Pamela, who felt like butter left to melt in the sun, said she would. Casey grabbed the bottle and came to sit beside her, still smelling distinctly fishy. He refilled her glass and his own generously and placed the bottle back on the table.
“How is it,” he asked quietly, “that I’ve spent days in yer company now an’ I’ve never yet heard ye speak of where yer from or of yer family?”
“I don’t have a family, not anymore at least,” she said, “and I’m not from anywhere in particular, though right now I suppose I could say I’m from Belfast.”
She let her head fall back into the cushions and turned it to the side, only to find disconcertingly, that Casey had done the same and was a scant few inches away from her. She could smell his scent, the one that underlay the reek of whale oil and blood and found it warm and comforting. As if right now it was safe not to lie.
“I was born in County Clare, spent my summers there as a child occasionally but for the most part I grew up in New York. I don’t know my mother, my father’s dead and my grandparents were gone long before I was born. So there’s only me,” she giggled, feeling like a legless puddle, “you see.”
“I see,” he reached out a hand and ran a thumb softly along the line of her jaw, “that you are very drunk.”
“Am I? I thought I was only very,” she hiccoughed, “tired.”
“Aye well,” his dark eyes were swimming in and out of foc
us, “a nap wouldn’t be amiss I’m thinkin’. I’ll take ye home after Devlin gets back.”
“Oh, I couldn’t possibly sleep in front of,” her eyelids seemed to be closing of their own accord, each the weight of a large and immovable stone, “a stranger,” she said blearily, vaguely aware of a hand brushing her hair back from her forehead.
“Hush, ye could do with a sleep.”
It seemed, though the words came from far away, very sensible advice, so she, very sensibly, took it.

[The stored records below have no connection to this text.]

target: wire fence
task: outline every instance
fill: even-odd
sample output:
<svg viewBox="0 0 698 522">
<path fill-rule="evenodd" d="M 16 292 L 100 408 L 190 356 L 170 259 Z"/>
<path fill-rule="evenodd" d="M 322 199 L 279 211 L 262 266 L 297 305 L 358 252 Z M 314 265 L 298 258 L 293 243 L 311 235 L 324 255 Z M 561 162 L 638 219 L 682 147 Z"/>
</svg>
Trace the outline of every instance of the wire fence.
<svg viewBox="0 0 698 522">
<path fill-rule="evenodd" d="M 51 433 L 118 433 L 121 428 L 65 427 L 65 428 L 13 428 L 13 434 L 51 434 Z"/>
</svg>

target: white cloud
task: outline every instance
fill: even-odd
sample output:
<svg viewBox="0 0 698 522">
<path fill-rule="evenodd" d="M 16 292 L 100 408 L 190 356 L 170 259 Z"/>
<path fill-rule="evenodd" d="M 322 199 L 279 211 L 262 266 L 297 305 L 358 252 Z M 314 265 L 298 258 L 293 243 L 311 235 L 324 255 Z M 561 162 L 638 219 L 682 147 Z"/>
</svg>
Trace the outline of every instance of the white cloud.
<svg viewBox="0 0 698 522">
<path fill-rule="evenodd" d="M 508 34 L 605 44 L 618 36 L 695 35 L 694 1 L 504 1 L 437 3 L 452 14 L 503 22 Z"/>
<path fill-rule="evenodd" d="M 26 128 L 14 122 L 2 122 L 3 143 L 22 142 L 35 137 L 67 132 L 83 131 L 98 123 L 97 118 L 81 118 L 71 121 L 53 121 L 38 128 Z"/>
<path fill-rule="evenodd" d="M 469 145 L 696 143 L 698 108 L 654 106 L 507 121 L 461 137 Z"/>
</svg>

He had watched Devlin Murphy’s little performance and wanted, for a moment, to throttle the nervy bastard there on the spot. However it would have been a disastrous move on his part and he had after all enjoyed the spectacle somewhat. ‘Must announce sadly an’ with regret that Jack has been detained in Paris,’ he’d enjoyed that bit, the bugger had balls he’d grant him that.
Raising his face to the night sky, eyes the tint and hue of half-lived stars, Jack Stuart wondered what the people would have thought if they’d known he’d stood in their midst all night. And reflected as he turned his feet homeward that it wasn’t something he could afford to find out.
“Shush,” Casey said to his uncle, who having been sufficiently adored was back and ready for a drink. “She’s asleep.”
“I can see that,” Devlin said, “Pat’s girlfriend eh?” He raised an eyebrow at the salt-encrusted curls and flushed cheeks, like those of a child, that lay across Casey’s lap.
“She fell over,” Casey said by way of explanation, “pure exhausted.”
“Mmphm,” was Devlin’s only reply. He disappeared into the back of the trailer only to re-emerge moments later, heady with expensive aftershave and appearing every inch the unrepentant lecher in a gray cashmere sweater and Italian silk pants to match. Casey let out a long, low whistle.
“Hot date?”
“Aye, ye could say so. I’ll not be needin’ my trailer tonight so yer welcome to the use of it.”